話題のローワン・シリーズ1作目。なかなかよい。この情けないローワン君がいいんだわ、また。
作者はオーストラリアの人だそう。絵が佐竹美穂さんなんだけど、この方最近ファンタジー系に異常なまでに使われてるよねえ・・・独占市場なのかしら。

Rowan of Rin by Emily Rodda, 1993.

★31『ローワンと黄金の谷の謎』 エミリー・ロッダ さくまゆみ訳 (あすなろ書房) 2001

これもなかなか。しかし、ローワン君なんで君は花粉症なんだ(^^;。空気がいいとこに住んでるんだから・・・。

Rowan and the Travellers by Emily Rodda, 1994.

★30『ローワンと伝説の水晶』 エミリー・ロッダ さくまゆみ訳 (あすなろ書房) 2002

次から次へとよく災難(?)に遭うなあ、彼は^^;。これだけ情けない主人公でシリーズものは珍しいと思う。確かに、少しずつ成長はしているけれど、これだけの経験したら、たいていの児童文学は1冊でどおんと成長させるぞ。3作目は成長の幅が大きいけど。でも、こういう主人公だとなんだかほっとするよねえ。いい子だし。
さりげなく家族の問題あつかっているのも○。(ローワン君のお母さんは夫(ローワン・父)と死別、今はストロング・ジョンと婚約中。)ジェンダー・ロールもステレオタイプじゃないし。モダンだわ。

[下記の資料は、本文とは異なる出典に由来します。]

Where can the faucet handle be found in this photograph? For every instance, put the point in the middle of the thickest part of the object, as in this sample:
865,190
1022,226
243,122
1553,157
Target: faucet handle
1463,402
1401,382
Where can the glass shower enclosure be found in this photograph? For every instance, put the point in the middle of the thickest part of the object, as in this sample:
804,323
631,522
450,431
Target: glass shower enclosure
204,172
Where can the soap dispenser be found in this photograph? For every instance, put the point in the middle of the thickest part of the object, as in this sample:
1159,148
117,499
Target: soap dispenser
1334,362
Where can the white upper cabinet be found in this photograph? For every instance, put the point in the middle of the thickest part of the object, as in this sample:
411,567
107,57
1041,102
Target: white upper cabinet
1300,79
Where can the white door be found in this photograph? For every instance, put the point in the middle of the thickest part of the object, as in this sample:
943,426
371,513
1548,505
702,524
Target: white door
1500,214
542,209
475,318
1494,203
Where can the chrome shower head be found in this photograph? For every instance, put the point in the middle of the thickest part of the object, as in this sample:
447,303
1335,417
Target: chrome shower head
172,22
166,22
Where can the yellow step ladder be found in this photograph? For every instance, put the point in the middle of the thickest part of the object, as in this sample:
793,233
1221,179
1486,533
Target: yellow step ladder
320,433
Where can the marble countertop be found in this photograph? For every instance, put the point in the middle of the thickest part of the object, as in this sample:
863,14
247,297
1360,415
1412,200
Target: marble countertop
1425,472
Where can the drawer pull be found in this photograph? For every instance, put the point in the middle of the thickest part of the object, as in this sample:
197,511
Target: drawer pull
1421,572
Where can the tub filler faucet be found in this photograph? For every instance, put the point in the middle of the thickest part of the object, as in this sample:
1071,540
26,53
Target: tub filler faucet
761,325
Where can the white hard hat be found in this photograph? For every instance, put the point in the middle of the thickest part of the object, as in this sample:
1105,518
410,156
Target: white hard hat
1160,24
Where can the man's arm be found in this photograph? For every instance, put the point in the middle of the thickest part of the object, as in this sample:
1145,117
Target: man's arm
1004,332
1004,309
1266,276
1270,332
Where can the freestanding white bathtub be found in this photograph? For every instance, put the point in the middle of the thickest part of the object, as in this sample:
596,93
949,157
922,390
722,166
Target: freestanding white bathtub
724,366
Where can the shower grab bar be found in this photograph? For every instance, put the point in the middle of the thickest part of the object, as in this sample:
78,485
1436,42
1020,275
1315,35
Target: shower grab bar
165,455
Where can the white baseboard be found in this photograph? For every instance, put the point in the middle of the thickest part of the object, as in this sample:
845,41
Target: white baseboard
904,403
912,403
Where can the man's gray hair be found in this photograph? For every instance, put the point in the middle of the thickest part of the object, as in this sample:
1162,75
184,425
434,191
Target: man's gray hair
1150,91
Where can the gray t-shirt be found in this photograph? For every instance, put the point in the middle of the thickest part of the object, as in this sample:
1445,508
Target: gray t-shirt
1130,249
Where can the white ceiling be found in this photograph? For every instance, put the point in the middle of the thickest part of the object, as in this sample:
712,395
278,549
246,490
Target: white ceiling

Rowan and the Keeper of the Crystal by Emily Rodda, 1996.

★29『ドミノ』 恩田陸 (角川書店) 2001

ははっ、マンガみたいでおもしろかった。東京駅を舞台にした、どたばた・ミステリ(?)。でも、生命保険会社の描写が何かリアルだなあ。わたしは現実知らないからリアルかどうかたぶん分かってないけど・・・。
思わずまじまじっと付属の東京駅地図を見てしまった。この後、東京駅行ったけど、確かにわけわかんないわ。
しかし恩田陸、作風が多彩だ。

★28『六番目の小夜子』 恩田陸 (新潮文庫) 1998

恩田陸デビュー作。これがデビュー作か、確かに力量あるなぁ。実家から神戸に帰る時に読む本がなくなったので、本屋さんで購入。

★27『月曜日の水玉模様』 加納朋子 (集英社) 1998

これはおもしろかった。良い意味でマンガっぽくて。後5・6年早く読んでれば、萩君(準主役)にほれてたわ、間違いなく(笑)。だってかわいいんだもん。主人公の女性もいいよね。加納朋子さんは、設定の不自然さが気になる時と、逆にいい感じの時とあるけれど、この作品は後者。中高校生の女の子にもおすすめ。加納さん、しばらく会社勤めしながら小説を書いていた人だから、普通の会社勤めの女性の描写がすごく素敵。

★26『魔法飛行』 加納朋子 (東京創元社) 1993

『ななつのこ』の続き。やっぱりちょっと「わかい」感じがする。もう一息なんだけど。でも女子短大生の描写はさすがに上手い。

★25『笑いごとじゃない』 ジョセフ・へラー/スピード・ヴォーゲル 中野恵津子訳 (ちくま文庫) 1990

『キャッチ=22』のジェセフ・へラーの闘病記。ポール・サイモン(とその家族)がちょこっと出てきて面白い。しかし、ジョセフ・へラー、すごすぎる^^;。色んな意味で。
闘病中に出会った看護婦のヴァレリーと結局結婚したのね。1999年12月に75歳で死去。 No Laughing Matter by Joseph Heller & Speed Vogel, 1986.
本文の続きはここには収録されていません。